Horgan sees no relevance to his case in this passage, but the Courant editor behind the blog's shutdown, Brian Toolan, sees such a conflict in Horgan's blog. He told the Hartford Advocate that "the idea of someone with Denis' profile, writing opinion pieces on the people, the topics and the issues that the Courant has to cover, and doing it in an unsupervised way, is an intolerable one."
One possible compromise might be having Horgan's blog come under the supervision of the newspaper. But the genesis of this dispute comes from Toolan killing Horgan's newspaper column (which ran for 21 years) and reassigning him to be travel editor. When Horgan launched the blog on March 17 as a way to keep the column -- and his commentary -- alive, Toolan immediately called Horgan into his office to tell him it was a bad idea. But with the war brewing, Toolan didn't give the official order to kill it until a month later.
Though Horgan did agree to stop posting commentary on his blog, he refused to take the page down. Toolan told him not to write any more columns there or cover subjects that the Courant is covering. However, Horgan is exploiting a loophole of sorts by continuing to post daily responses to people's comments on his online guestbook -- many of which are lending support from all corners of the globe.
The 61-year-old veteran journalist had his son set up the Weblog for him, and is now a serious believer in the technology. He sees an inevitability in the power of journalists' Weblogs. "This wave of technology is irresistable for professional journalists," he says. "And when newspaper people really start doing it, watch out. Their efforts will dwarf the various Weblogs started for other reasons."
As for the big reaction in journalism circles to the blog's demise, Horgan could see that one coming. "There's a big irony factor in a newspaper that defends the rights of the Ku Klux Klan to speak their vile thoughts, and then turning on one of their own. I knew it would resonate." But the global reaction was more of a surprise, and Horgan has received e-mails from Brazil, Sweden, France, Spain and Ireland. He's upset that the Courant is getting worldwide recognition for all the wrong reasons.

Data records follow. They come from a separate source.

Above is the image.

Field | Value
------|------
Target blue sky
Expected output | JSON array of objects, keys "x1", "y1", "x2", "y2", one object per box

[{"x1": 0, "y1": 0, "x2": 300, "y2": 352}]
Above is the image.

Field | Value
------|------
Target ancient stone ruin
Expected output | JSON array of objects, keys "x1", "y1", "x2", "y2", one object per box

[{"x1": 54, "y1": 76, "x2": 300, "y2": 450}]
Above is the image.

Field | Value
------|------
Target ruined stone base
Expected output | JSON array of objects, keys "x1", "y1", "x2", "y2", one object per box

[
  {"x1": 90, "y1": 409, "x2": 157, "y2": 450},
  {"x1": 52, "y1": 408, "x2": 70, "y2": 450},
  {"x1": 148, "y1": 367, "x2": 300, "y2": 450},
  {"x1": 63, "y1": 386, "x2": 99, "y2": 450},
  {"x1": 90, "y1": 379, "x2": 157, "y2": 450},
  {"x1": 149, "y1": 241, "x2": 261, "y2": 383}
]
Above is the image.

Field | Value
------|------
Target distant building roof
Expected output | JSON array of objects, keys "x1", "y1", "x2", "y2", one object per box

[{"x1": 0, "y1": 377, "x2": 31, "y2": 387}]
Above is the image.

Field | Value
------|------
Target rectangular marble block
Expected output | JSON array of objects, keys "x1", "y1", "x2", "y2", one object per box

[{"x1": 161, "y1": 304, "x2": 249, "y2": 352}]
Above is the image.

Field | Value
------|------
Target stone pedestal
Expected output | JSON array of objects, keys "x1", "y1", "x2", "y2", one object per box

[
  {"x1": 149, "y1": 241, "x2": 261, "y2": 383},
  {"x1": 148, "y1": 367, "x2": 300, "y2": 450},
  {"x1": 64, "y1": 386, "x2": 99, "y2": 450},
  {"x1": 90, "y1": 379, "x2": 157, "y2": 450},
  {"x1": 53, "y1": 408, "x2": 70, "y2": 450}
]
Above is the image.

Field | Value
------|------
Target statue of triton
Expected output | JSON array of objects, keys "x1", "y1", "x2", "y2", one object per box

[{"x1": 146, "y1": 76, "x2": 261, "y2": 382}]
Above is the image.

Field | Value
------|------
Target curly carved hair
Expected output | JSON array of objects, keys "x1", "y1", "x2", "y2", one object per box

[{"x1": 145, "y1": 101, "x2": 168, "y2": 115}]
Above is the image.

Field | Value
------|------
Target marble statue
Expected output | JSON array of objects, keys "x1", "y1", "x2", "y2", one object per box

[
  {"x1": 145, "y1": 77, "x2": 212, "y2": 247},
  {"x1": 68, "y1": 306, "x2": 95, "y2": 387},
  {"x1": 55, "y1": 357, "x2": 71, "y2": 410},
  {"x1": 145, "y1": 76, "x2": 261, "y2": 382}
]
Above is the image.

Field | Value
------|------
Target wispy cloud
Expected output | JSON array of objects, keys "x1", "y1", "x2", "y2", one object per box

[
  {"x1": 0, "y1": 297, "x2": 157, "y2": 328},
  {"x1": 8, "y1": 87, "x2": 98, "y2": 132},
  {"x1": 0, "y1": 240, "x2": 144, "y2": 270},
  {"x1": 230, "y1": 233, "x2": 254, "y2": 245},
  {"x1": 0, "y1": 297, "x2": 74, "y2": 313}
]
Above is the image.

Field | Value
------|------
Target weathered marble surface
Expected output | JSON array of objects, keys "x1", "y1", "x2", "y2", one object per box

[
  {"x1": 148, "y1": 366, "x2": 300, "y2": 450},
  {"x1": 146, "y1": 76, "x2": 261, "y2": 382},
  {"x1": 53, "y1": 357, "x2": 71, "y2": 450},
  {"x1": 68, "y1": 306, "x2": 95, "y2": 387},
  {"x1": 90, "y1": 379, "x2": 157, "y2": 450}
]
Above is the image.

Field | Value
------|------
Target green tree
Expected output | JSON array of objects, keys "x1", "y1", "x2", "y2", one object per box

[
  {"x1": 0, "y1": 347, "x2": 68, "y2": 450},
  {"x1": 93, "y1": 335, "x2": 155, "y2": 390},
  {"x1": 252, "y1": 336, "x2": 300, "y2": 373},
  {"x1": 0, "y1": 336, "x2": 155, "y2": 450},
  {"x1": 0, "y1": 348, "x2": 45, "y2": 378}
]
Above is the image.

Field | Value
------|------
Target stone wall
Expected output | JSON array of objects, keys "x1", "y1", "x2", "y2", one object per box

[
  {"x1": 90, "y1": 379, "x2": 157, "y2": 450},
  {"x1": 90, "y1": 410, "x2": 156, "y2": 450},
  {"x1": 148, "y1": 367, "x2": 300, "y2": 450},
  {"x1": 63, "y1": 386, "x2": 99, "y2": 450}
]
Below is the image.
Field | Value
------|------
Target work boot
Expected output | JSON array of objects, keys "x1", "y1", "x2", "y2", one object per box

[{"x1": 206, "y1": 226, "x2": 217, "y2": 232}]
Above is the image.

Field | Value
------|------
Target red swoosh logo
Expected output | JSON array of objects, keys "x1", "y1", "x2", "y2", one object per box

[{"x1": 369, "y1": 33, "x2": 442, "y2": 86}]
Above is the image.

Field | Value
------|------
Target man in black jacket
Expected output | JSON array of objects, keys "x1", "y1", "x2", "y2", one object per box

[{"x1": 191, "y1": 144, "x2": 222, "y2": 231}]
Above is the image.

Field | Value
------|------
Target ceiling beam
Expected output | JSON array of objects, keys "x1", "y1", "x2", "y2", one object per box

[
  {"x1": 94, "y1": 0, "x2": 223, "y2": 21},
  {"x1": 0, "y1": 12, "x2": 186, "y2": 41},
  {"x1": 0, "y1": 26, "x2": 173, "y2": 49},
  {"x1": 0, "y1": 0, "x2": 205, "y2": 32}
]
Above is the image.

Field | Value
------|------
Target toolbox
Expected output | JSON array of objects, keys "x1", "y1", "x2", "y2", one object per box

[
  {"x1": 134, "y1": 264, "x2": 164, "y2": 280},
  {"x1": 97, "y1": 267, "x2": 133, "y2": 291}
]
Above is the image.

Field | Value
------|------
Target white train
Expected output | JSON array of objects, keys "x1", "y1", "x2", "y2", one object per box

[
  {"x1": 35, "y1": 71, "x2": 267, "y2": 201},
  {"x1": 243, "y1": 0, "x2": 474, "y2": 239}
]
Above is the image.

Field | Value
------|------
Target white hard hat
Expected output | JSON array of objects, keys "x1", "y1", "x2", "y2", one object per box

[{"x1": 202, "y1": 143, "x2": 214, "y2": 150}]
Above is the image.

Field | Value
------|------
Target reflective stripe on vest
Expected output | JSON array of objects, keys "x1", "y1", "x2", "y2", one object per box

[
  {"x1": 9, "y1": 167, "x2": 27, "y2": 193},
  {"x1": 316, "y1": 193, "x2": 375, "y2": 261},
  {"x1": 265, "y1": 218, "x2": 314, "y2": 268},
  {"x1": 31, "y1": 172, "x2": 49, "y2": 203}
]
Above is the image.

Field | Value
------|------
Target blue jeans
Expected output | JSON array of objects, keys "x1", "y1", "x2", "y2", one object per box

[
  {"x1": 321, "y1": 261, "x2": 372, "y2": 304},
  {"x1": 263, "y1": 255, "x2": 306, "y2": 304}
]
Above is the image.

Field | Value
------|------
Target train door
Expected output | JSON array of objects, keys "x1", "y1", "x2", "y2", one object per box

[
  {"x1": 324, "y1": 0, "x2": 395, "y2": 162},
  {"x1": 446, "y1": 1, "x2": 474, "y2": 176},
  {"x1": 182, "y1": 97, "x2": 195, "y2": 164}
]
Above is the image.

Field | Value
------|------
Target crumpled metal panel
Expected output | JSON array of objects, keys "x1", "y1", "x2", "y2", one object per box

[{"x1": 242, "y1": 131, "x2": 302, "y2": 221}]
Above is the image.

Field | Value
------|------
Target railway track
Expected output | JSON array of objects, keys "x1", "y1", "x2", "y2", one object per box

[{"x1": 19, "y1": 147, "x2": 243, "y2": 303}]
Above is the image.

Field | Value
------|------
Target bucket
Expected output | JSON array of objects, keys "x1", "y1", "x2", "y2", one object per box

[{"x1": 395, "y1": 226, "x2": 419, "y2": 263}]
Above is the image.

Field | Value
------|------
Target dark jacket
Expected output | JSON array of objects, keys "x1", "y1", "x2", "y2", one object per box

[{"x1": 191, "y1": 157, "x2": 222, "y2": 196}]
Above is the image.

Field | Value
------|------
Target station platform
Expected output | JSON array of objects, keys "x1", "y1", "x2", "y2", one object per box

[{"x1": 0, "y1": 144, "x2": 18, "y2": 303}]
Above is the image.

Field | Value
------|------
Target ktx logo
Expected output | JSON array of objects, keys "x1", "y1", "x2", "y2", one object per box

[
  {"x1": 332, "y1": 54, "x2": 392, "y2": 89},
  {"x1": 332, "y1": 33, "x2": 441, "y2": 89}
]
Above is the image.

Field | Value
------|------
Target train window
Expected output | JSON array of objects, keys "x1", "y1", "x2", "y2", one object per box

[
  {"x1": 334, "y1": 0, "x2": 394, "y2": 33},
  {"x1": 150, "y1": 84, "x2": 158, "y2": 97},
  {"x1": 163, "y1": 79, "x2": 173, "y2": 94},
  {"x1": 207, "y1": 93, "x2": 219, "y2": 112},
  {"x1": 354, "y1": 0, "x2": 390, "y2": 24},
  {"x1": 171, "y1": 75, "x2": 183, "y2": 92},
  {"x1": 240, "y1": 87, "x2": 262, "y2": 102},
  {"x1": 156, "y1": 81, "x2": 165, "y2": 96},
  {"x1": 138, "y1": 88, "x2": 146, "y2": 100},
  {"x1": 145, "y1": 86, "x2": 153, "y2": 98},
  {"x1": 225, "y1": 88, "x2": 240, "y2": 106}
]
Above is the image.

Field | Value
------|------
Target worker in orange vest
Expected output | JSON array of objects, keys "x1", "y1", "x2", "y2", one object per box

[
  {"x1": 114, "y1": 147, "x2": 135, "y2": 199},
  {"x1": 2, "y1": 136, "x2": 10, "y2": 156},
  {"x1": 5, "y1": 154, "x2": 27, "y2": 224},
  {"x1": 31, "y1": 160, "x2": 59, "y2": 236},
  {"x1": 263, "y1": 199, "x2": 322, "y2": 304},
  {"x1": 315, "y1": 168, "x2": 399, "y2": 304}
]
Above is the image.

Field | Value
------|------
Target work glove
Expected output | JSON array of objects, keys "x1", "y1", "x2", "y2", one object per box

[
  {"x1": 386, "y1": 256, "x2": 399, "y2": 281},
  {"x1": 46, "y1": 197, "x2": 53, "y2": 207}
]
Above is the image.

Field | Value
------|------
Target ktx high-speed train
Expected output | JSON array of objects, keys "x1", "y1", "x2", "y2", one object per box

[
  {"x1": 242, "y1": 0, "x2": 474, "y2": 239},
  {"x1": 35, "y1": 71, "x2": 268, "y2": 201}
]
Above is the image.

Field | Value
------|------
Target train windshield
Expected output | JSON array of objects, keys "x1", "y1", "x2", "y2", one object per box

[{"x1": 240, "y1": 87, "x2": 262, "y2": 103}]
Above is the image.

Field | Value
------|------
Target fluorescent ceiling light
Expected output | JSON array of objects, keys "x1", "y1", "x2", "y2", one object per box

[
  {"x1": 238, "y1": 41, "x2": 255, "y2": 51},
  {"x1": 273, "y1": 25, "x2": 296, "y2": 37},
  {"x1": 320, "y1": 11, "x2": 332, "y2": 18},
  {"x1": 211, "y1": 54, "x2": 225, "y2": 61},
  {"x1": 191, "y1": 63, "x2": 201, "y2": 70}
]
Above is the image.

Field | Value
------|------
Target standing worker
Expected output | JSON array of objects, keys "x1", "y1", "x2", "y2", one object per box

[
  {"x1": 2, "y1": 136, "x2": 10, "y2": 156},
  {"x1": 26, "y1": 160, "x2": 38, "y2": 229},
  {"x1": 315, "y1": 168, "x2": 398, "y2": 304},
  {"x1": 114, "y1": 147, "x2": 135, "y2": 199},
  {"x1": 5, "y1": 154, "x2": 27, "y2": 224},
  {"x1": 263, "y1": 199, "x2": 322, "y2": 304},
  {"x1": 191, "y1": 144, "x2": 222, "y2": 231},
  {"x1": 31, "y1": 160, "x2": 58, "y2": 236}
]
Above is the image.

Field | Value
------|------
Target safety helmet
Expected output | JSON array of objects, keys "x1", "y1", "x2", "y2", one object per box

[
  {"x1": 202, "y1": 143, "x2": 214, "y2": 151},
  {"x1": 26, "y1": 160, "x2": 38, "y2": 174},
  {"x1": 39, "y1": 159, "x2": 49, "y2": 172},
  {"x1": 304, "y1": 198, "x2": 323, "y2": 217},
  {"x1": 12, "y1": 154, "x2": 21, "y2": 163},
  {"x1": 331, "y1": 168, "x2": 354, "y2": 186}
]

While many people have sided with the Courant as simply a concerned employer that wants to retain its objective voice, Horgan continues to beat the drums of freedom of speech. "You know, the soldiers and police can't come into my house to tell me what to think and what to write on my own time, but my editor can," he says. "That's an odd business."

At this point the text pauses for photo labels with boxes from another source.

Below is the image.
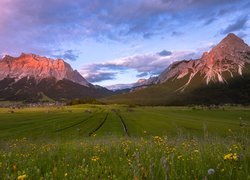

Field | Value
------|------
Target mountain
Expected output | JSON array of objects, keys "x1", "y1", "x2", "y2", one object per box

[
  {"x1": 0, "y1": 53, "x2": 111, "y2": 102},
  {"x1": 0, "y1": 53, "x2": 90, "y2": 86},
  {"x1": 104, "y1": 33, "x2": 250, "y2": 105}
]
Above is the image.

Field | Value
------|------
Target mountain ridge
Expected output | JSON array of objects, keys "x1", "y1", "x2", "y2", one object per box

[
  {"x1": 104, "y1": 34, "x2": 250, "y2": 105},
  {"x1": 0, "y1": 53, "x2": 91, "y2": 87},
  {"x1": 0, "y1": 53, "x2": 112, "y2": 102}
]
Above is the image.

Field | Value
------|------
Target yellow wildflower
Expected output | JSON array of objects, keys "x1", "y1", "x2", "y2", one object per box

[
  {"x1": 224, "y1": 153, "x2": 238, "y2": 161},
  {"x1": 17, "y1": 174, "x2": 27, "y2": 180},
  {"x1": 91, "y1": 156, "x2": 100, "y2": 162}
]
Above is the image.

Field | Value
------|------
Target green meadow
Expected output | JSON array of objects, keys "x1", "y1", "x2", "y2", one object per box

[{"x1": 0, "y1": 105, "x2": 250, "y2": 179}]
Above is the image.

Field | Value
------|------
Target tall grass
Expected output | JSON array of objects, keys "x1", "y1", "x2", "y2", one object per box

[{"x1": 0, "y1": 131, "x2": 250, "y2": 180}]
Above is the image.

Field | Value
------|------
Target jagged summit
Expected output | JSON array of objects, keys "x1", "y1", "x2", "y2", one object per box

[
  {"x1": 145, "y1": 33, "x2": 250, "y2": 91},
  {"x1": 0, "y1": 53, "x2": 91, "y2": 86}
]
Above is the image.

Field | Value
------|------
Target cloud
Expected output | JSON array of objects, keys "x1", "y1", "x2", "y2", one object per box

[
  {"x1": 85, "y1": 71, "x2": 116, "y2": 83},
  {"x1": 52, "y1": 50, "x2": 78, "y2": 61},
  {"x1": 80, "y1": 50, "x2": 200, "y2": 82},
  {"x1": 221, "y1": 16, "x2": 248, "y2": 34},
  {"x1": 157, "y1": 50, "x2": 172, "y2": 56},
  {"x1": 0, "y1": 0, "x2": 243, "y2": 56},
  {"x1": 136, "y1": 72, "x2": 148, "y2": 78}
]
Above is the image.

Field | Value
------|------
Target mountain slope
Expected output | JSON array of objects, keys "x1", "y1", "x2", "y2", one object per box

[
  {"x1": 106, "y1": 34, "x2": 250, "y2": 105},
  {"x1": 0, "y1": 54, "x2": 111, "y2": 102}
]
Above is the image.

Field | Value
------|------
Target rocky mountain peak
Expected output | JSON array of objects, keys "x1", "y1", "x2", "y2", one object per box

[
  {"x1": 156, "y1": 33, "x2": 250, "y2": 91},
  {"x1": 0, "y1": 53, "x2": 91, "y2": 86}
]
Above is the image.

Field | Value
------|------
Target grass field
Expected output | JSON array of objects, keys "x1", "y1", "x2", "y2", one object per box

[{"x1": 0, "y1": 105, "x2": 250, "y2": 179}]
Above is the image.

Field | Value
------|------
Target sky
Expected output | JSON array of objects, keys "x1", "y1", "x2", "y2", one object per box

[{"x1": 0, "y1": 0, "x2": 250, "y2": 87}]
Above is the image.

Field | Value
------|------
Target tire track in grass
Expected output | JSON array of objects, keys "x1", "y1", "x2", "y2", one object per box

[
  {"x1": 55, "y1": 112, "x2": 101, "y2": 132},
  {"x1": 89, "y1": 113, "x2": 109, "y2": 136},
  {"x1": 116, "y1": 112, "x2": 129, "y2": 136}
]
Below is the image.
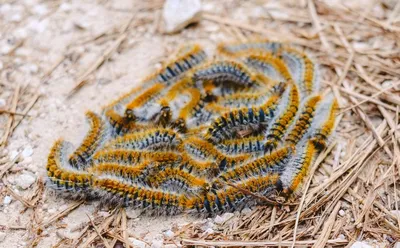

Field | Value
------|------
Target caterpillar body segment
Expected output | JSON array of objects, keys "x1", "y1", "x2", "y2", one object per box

[
  {"x1": 69, "y1": 111, "x2": 110, "y2": 169},
  {"x1": 280, "y1": 141, "x2": 317, "y2": 194},
  {"x1": 245, "y1": 53, "x2": 293, "y2": 82},
  {"x1": 144, "y1": 44, "x2": 207, "y2": 85},
  {"x1": 206, "y1": 91, "x2": 279, "y2": 143},
  {"x1": 46, "y1": 40, "x2": 338, "y2": 214},
  {"x1": 187, "y1": 174, "x2": 279, "y2": 214},
  {"x1": 311, "y1": 97, "x2": 339, "y2": 150},
  {"x1": 279, "y1": 47, "x2": 319, "y2": 96},
  {"x1": 216, "y1": 135, "x2": 265, "y2": 154},
  {"x1": 218, "y1": 146, "x2": 295, "y2": 182}
]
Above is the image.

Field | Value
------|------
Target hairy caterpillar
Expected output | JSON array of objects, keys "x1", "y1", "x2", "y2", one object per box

[
  {"x1": 264, "y1": 84, "x2": 300, "y2": 151},
  {"x1": 46, "y1": 40, "x2": 338, "y2": 214},
  {"x1": 46, "y1": 139, "x2": 93, "y2": 198},
  {"x1": 69, "y1": 111, "x2": 108, "y2": 168}
]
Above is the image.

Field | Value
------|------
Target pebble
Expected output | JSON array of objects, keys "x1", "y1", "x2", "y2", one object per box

[
  {"x1": 0, "y1": 98, "x2": 7, "y2": 108},
  {"x1": 350, "y1": 241, "x2": 372, "y2": 248},
  {"x1": 163, "y1": 0, "x2": 201, "y2": 33},
  {"x1": 151, "y1": 239, "x2": 164, "y2": 248},
  {"x1": 15, "y1": 171, "x2": 36, "y2": 189},
  {"x1": 22, "y1": 146, "x2": 33, "y2": 158},
  {"x1": 3, "y1": 195, "x2": 12, "y2": 205},
  {"x1": 128, "y1": 238, "x2": 147, "y2": 248},
  {"x1": 0, "y1": 232, "x2": 6, "y2": 242}
]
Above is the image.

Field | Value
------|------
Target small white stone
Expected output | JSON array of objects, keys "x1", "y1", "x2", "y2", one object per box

[
  {"x1": 128, "y1": 238, "x2": 147, "y2": 248},
  {"x1": 22, "y1": 145, "x2": 33, "y2": 158},
  {"x1": 163, "y1": 0, "x2": 201, "y2": 33},
  {"x1": 0, "y1": 232, "x2": 6, "y2": 242},
  {"x1": 10, "y1": 150, "x2": 18, "y2": 160},
  {"x1": 151, "y1": 239, "x2": 164, "y2": 248},
  {"x1": 15, "y1": 171, "x2": 36, "y2": 189},
  {"x1": 350, "y1": 241, "x2": 372, "y2": 248},
  {"x1": 0, "y1": 98, "x2": 6, "y2": 108},
  {"x1": 3, "y1": 195, "x2": 12, "y2": 205},
  {"x1": 164, "y1": 230, "x2": 175, "y2": 238},
  {"x1": 32, "y1": 4, "x2": 49, "y2": 16},
  {"x1": 214, "y1": 215, "x2": 224, "y2": 225},
  {"x1": 164, "y1": 244, "x2": 179, "y2": 248}
]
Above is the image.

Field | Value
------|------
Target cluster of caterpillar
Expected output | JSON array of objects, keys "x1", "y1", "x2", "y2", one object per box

[{"x1": 47, "y1": 40, "x2": 338, "y2": 214}]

No matter the outcome of Horgan's legal recourse against the Courant, the outspoken journalist sees the Internet and Weblogs as a positive force for change around the world. He recently visited Fez, Morocco, and saw a line around the block at one of the city's two cybercafes. Horgan says oppressive governments won't be able to control the public as easily once the Net comes in. "When the Net exposes people to ideas, it's much more powerful than any bombs that are dropped."